While equities outperformed the commercial property sector in 2005, the total return of 19.1% represented the third consecutive year of double-digit returns, principally as a result of a significant decrease in yields. Furthermore, returns on property improved significantly in the final quarter of 2005, with a total return of 26.6% on an annualised basis for the quarter, which DTZ Tie Leung (DTZ), the property consultancy firm, attributed to the largest quarter yield movement since March 2003.
Following its recent resurgence, the equities market has proved to be the strongest performer over the past one and three years, delivering a return of 22.0% in 2005. However, this does not appear to have diluted the weight of money that is seeking to gain exposure to UK commercial property. Further, the recent turbulence in equities should serve as a reminder of its volatility.
According to a recent survey conducted by the Investment Property Forum, the average total property return forecast for 2006 is 11.2%, while the average total return forecast for the next five years is 7.7% per annum.
Property and Sipps
So, why is commercial property so good for Sipps? Well, the plethora of funds currently on the market means that you can choose your commercial property investment to match the investment objectives of your Sipp. If you are looking for income drawdown then there are several commercial property funds that offer a high yield - much better than you would get with equities or gilts. For example, the Close High Income Properties plc 'D' share has a target annual dividend of 6.5p.
Where income is not a requirement, you will find commercial property funds that focus on longer-term capital growth rather than income. Often such funds are formed as closed-ended limited partnerships with an exempt trust acting as a feeder fund for Sipps. Although they may be closed ended, which means investors would normally need to stay in the fund until the ultimate realisation of the fund assets, it is often possible to affect a sale through the sponsor or manager who will create a matched bargain facility.
Where's the money?
So what sectors of the commercial property market will outperform over the coming years? Over the past few years, retail property has outperformed both offices and industrials. This looks set to change over the coming years as consumer spending looks finally set to slow after a long bull run.

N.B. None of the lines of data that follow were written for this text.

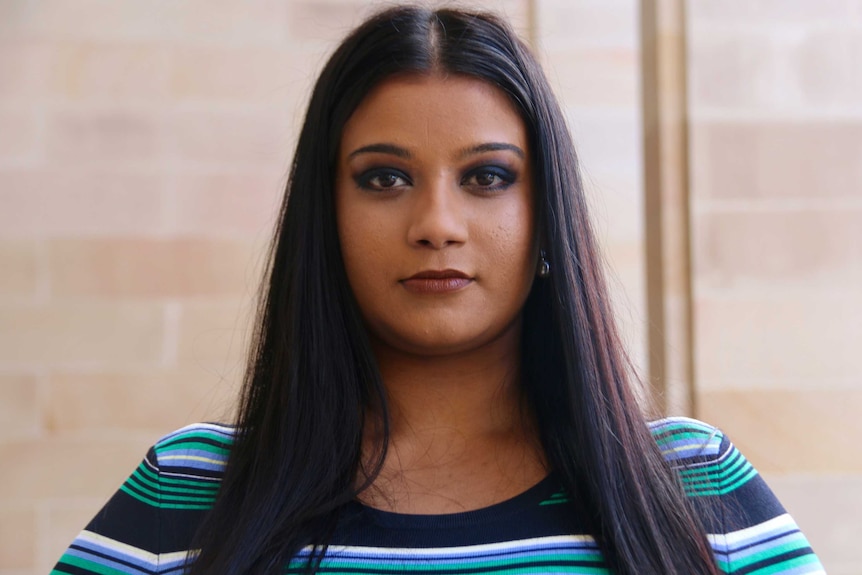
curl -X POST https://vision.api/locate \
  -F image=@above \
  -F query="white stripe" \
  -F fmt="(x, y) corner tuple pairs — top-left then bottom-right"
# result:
(77, 530), (190, 566)
(708, 514), (798, 549)
(726, 530), (808, 561)
(159, 469), (223, 482)
(309, 534), (598, 558)
(673, 440), (736, 471)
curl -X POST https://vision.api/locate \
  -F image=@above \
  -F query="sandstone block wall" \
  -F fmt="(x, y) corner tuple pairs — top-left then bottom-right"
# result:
(1, 1), (857, 572)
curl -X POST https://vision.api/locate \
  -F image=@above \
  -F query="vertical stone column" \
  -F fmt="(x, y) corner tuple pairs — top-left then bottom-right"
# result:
(641, 0), (694, 416)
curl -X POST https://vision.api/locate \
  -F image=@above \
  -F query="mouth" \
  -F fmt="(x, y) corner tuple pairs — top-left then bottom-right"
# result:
(401, 269), (473, 294)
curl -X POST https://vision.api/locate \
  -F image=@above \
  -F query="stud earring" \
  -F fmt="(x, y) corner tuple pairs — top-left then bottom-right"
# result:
(537, 250), (551, 278)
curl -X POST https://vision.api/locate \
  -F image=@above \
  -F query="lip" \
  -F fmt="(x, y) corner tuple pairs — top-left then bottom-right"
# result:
(401, 269), (473, 294)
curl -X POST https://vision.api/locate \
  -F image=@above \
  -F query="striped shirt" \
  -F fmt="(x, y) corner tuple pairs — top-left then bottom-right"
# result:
(51, 417), (825, 574)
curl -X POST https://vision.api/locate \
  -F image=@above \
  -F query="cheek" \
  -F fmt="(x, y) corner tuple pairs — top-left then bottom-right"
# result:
(483, 201), (535, 275)
(337, 206), (390, 298)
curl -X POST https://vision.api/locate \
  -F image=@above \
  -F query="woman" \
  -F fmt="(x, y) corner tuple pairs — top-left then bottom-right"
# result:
(52, 6), (823, 575)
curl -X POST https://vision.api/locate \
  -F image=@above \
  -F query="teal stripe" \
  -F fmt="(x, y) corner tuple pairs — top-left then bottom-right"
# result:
(160, 427), (234, 442)
(121, 477), (216, 508)
(134, 462), (220, 490)
(539, 498), (570, 506)
(119, 484), (214, 510)
(539, 489), (570, 505)
(55, 554), (132, 575)
(654, 430), (715, 445)
(157, 434), (233, 452)
(287, 546), (607, 572)
(135, 474), (218, 498)
(675, 447), (758, 497)
(119, 482), (157, 507)
(650, 420), (717, 438)
(126, 473), (214, 502)
(752, 555), (822, 575)
(718, 552), (821, 575)
(729, 540), (816, 571)
(679, 462), (755, 487)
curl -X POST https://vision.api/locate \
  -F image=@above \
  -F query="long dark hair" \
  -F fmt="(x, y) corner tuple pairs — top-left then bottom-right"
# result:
(188, 6), (719, 575)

This is highlighted by the fact that the British Retail Consortium has just started a campaign to change the basis on which they structure leases with landlords. Consequently offices, which have had a steady return over the last few years, look to move into pole position. In particular I feel there are good growth prospects. Small courtyard office schemes that are well linked with motorway access are my hot tip for 2006/2007.

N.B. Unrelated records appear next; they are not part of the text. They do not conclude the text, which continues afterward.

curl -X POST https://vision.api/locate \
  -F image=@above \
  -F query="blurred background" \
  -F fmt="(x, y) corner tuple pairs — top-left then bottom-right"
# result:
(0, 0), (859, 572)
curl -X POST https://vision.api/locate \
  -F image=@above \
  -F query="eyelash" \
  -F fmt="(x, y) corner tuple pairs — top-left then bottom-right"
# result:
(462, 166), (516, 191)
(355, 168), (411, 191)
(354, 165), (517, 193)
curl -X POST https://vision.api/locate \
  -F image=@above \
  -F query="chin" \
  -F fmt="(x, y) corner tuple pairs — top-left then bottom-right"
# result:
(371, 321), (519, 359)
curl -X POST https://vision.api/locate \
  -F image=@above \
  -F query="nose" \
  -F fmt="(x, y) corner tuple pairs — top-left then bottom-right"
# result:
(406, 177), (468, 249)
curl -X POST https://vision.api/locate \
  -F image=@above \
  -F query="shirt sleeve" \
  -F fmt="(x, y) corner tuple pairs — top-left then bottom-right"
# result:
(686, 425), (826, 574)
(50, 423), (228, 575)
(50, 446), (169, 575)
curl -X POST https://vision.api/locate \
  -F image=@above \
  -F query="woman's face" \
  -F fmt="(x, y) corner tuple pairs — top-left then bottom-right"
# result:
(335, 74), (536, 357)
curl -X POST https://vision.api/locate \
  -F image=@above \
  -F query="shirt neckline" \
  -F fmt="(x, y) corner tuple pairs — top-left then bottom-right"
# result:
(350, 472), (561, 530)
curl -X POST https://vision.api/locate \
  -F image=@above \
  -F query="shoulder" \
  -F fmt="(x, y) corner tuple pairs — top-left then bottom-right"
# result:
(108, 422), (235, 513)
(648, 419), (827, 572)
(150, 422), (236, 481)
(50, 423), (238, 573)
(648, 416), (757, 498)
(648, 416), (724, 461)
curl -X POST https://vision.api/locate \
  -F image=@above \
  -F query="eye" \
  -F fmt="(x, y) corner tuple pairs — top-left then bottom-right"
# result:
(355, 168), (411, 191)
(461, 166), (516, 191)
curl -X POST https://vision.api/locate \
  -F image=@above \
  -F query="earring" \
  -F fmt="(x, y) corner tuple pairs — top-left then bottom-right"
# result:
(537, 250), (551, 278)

Industrial property has always been somewhat of a mixed bag. Large distribution warehouses often follow the rent and capital growth pattern of the retail sector. Secondary multi-tenanted estates have largely been the preserve of institutions because of their difficult management issues. However, it is the secondary estates where I feel there is maximum growth potential, with the added benefit of a diversity of tenant risk. When considering such investments it is important to look at the track record of the fund manager and their approach to active management before investing.
For those Sipps that have been recently established for relatively younger workers, there is now the opportunity to participate in commercial development activity. These trades such as speculative development, land assembly and dealing, provide a high risk/reward profile. Indeed, with the strong demand for completed developments it is probably about time that more investors move up the 'food chain' and take part in development activity. There are still very good profits to be made in this sector.
Finally, if you can't decide what sectors to invest in then why not leave it to the professionals and invest through a fund of funds structure? This offers further diversification through exposure to a range of property sectors.